All that long walk towards modernity came after leaving behind the lanterns installed by … of course, Carlos III!, Which worked with sebum candles. The town and cut remained poorly illuminated until in 1846 the gas was introduced, with the creation of the Madrid company for gas lighting. This company was the Gas Madrid germ, born in 1917 and extinct in 1991. It was located between the Toledo round and the Paseo de las Acacias. Today, witness of that time, only the brick fireplacelocated in the Gasometer Street Park. The natural gas company, heiress of all that, was created after a fusion of several companies.
The first gas lanterns were installed, as we said, in 1847 and until the forties – some point out that even at 50 – of the twentieth century they were not replaced by the electric lighting. That Madrid gas factory (also called Gasometer) It was an industrial installation for gas production for lighting that existed in the capital of Spain, in the current district of Arganzuelabetween the mid -nineteenth and the sixties of the 20th century.
The factory, popularly known as the gasometer, occupied the apple close to the Toledo round, and had several ovens, of which a chimney is still preserved, warehouses for coal (raw material for gas manufacturing), several gas storage deposits (gasometers, of which the complex complex took its popular nickname), fragra, as well as the offices of the company and even housing for employees. The gas was obtained from a cool and resin compound.
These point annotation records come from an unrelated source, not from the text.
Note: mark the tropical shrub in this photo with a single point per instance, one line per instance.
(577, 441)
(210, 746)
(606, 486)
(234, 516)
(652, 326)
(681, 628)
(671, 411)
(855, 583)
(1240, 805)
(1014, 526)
In 1848 the Madrid City Council ceded these land on the outskirts of the Toledo Gate for the construction of a gas factory for lighting, the Madrid company for gas lighting, created on February 20, 1846. At that time, at that time, Madrid was still surrounded by a fence, And Toledo’s round was precisely the section of Ronda road that surrounded that fence between the door of Toledo and the Portillo de Ambassadors.
The first to receive gas lighting were official agencies, some palaces and public places such as the theaters. The first illuminated streets were the WALK AND THE PARADO STREET and the street of the wolf. The increase in gas demand for lighting, heating and some industrial facilities caused the facilities to be expanding.
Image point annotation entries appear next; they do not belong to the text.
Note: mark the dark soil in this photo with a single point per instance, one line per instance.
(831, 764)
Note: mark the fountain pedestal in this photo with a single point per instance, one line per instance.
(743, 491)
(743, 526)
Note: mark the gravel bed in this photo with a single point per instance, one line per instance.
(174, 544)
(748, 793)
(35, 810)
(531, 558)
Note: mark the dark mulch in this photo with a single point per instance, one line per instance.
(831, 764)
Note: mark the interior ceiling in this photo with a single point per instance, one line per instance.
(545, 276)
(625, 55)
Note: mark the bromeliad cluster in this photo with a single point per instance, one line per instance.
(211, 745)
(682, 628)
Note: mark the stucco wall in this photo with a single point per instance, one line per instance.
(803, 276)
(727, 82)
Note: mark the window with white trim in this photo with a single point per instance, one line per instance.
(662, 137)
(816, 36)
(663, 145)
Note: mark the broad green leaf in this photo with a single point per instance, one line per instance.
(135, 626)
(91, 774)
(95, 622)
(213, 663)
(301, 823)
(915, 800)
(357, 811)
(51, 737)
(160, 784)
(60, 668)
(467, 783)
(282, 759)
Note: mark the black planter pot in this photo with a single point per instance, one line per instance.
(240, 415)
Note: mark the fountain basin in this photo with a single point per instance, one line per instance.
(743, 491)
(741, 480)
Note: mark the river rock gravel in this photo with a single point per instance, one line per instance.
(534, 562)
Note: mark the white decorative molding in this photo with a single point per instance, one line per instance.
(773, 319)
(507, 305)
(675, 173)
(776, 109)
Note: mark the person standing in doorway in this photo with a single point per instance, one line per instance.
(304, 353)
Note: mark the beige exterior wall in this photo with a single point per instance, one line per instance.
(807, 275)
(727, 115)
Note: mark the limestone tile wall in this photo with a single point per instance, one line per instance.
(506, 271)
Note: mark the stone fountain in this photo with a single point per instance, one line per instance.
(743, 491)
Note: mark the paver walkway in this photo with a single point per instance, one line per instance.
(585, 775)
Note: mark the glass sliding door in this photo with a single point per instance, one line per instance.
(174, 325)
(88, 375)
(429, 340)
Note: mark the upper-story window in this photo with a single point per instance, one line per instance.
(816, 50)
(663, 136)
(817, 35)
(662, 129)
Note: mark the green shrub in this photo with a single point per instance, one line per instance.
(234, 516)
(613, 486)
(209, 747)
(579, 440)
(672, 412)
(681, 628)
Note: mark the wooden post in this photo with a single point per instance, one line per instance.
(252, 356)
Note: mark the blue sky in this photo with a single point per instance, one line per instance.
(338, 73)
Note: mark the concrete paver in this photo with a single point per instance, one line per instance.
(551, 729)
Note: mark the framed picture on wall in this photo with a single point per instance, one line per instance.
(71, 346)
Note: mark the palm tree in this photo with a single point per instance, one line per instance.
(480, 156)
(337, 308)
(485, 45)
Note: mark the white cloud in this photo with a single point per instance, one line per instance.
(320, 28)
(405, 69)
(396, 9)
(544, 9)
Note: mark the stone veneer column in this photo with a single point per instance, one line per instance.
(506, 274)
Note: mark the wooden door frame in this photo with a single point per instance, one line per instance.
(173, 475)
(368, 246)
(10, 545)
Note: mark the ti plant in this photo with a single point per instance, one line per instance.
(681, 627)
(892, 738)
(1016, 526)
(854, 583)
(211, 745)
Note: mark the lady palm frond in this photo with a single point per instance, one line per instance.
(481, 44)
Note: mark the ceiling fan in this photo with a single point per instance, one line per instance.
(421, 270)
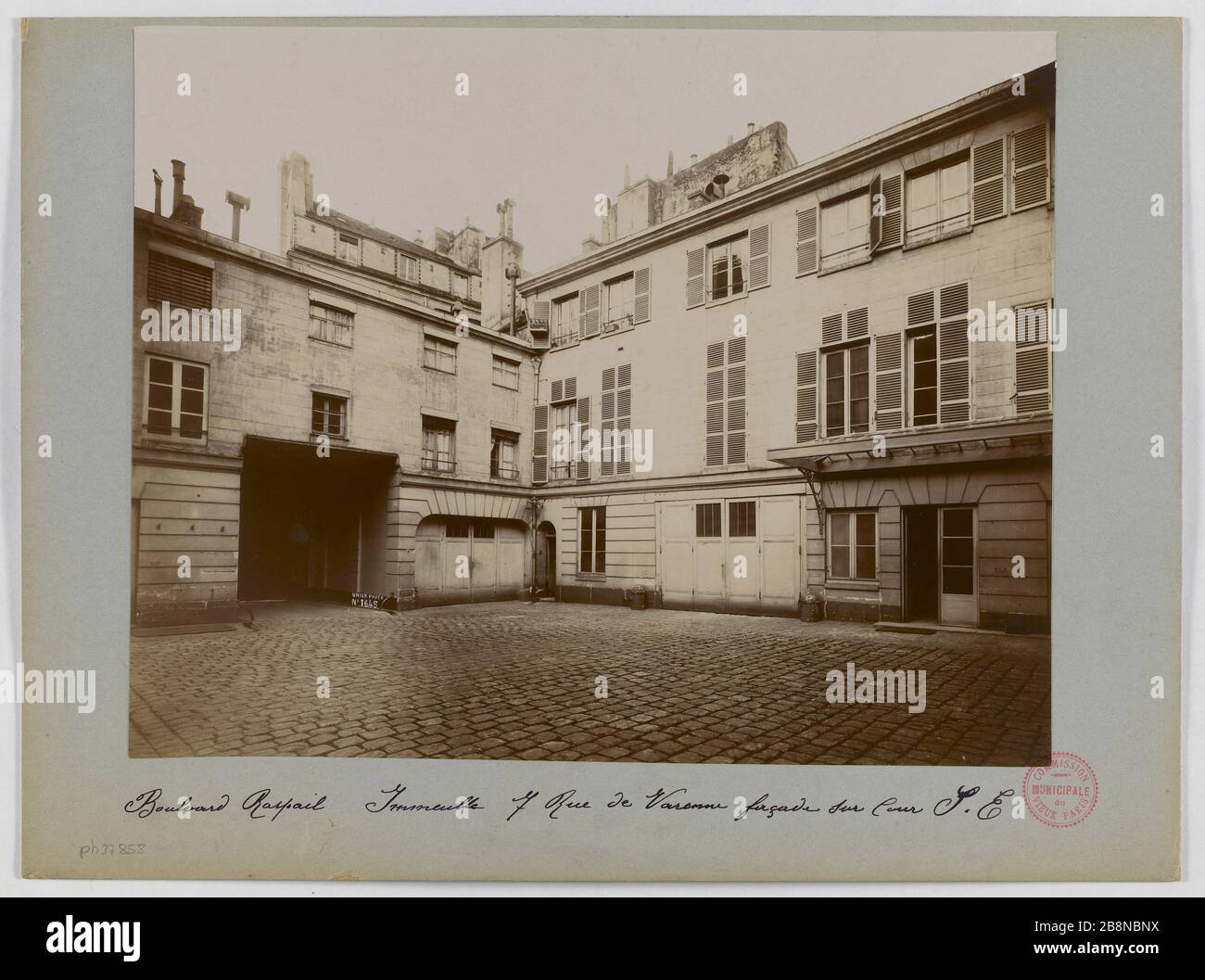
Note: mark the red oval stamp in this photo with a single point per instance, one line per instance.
(1063, 794)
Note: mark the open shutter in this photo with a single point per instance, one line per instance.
(759, 257)
(856, 324)
(805, 241)
(953, 356)
(582, 466)
(735, 422)
(987, 181)
(623, 414)
(589, 310)
(805, 397)
(1033, 360)
(888, 382)
(540, 445)
(892, 234)
(1031, 168)
(695, 278)
(641, 293)
(606, 465)
(876, 220)
(715, 421)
In 1856 the Madrid company for gas lighting was declared in bankruptcy and was acquired by the Financial Society Credit Spanish Furniture. In 1865 the company was renamed in Madrid Lighting and Gas Heating Company. In 1876 the factory supplied gas to 4,250 lanterns and in 1929 21,000 public sources still depended on this source of energy, despite the growing presence of electric light.
The scarcity of coal, a consequence of World War I, forced the City Council to take over the factory between 1917 and 1921. That year a new company was created, Gas Madrid, mostly in the hands of Spanish capital, in which the Madrid was integrated, contributing its factories. From the forties of the twentieth century, gas lighting was replaced by the electric. The factory moved to Manotheras in 1967, being demolished shortly after that of the Toledo Round. The plot occupied by the factory, since the 2000s has been urbanized with homes, several streets and a park, which still maintains one of the factory chimneys.